- Born: 25 January 1966 (age 60) Beijing, China
- Other names: Sister Ju Ping (鞠萍姐姐) Aunt Ju Ping (鞠萍阿姨)
- Education: Beijing Children Normal Training School
- Years active: 1984–present
- Known for: Jigsaw Puzzle
- Television: China Central Television (CCTV)
- Political party: Chinese Communist Party
- Spouse: Yang Shuo
- Children: 1
- Awards: Golden Mike Award 1993 Golden Mike Award 1995

= Ju Ping =

Chinese television host

Ju Ping (鞠萍 (Jū Píng); born 25 January 1966) is a Chinese child program host. She won China's Golden Mike Award in 1993 and 1995.
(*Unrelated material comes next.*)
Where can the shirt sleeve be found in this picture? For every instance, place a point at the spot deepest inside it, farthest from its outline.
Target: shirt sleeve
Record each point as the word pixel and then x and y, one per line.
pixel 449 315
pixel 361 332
Ju Ping is the first host from China to host youth programs.

==Biography==
Ju Ping was born in a highly educated family in Beijing in January 1966, with her ancestral home in Rongcheng, Weihai, Shandong. She has an elder brother.
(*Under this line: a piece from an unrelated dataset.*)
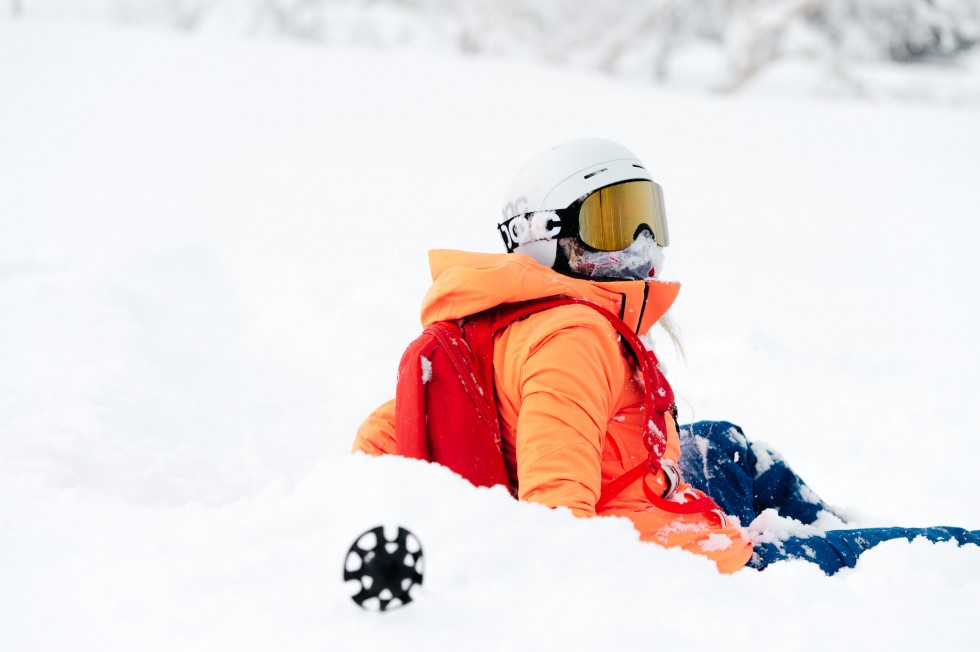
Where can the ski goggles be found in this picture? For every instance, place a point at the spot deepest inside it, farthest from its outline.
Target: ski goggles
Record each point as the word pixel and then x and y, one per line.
pixel 607 219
In 1966, during the Cultural Revolution launched by Mao Zedong, her parent was sent to the May Seventh Cadre Schools to work in Zhengyang County, Henan.
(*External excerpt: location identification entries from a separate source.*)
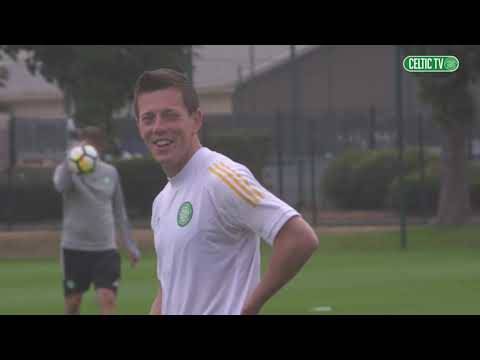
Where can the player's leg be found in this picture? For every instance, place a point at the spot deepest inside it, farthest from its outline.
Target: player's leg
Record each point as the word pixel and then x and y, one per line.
pixel 72 304
pixel 75 279
pixel 106 277
pixel 107 299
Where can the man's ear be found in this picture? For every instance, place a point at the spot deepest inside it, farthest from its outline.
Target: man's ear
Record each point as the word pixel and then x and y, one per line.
pixel 198 120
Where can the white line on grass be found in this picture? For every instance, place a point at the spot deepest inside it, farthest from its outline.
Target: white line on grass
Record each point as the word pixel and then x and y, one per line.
pixel 322 308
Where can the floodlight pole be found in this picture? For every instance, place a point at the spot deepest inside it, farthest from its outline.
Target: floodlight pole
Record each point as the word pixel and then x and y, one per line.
pixel 400 124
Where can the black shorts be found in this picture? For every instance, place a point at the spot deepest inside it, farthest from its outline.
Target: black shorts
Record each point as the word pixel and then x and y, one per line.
pixel 81 268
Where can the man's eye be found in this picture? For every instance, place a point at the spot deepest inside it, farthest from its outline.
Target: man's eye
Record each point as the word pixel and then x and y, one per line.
pixel 147 120
pixel 171 116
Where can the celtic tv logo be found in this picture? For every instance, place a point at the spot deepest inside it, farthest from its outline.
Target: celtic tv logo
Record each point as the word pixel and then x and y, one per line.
pixel 446 63
pixel 185 214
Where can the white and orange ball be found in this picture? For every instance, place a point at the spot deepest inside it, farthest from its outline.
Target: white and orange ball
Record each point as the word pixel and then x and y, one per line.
pixel 82 159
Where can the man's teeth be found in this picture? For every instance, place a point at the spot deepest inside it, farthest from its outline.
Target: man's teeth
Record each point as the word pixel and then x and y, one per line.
pixel 162 142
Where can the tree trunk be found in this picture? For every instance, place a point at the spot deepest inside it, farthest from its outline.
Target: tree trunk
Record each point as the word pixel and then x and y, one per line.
pixel 454 204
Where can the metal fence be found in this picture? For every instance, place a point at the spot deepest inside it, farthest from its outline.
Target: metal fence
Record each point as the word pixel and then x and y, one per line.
pixel 303 146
After the Cultural Revolution, her family returned to Beijing.

Ju Ping studied at Beijing National Day School for her elementary education. She graduated from Beijing Children Normal Training School in 1984. After graduation, she joined China Central Television where she hosted Jigsaw Puzzle between 1 June 1985 to 31 May 1995.

Ju Ping joined the Chinese Communist Party in November 1998.

In November 2002, she was appointed Vice-President of the China Association of Radio and Television.

==Works==

===Television===
- Jigsaw Puzzle (七巧板)

===Film===
- Secret Plans (2014)
- The King of Tibetan Antelope (2015)

==Awards==
- 1993 Golden Mike Award
- 1995 Golden Mike Award

==Personal life==
Ju Ping has a son with her former husband, Jiang Yiyao (蒋翼遥). Her son was born on 22 January 1993. Her current husband is Yang Shuo (杨硕).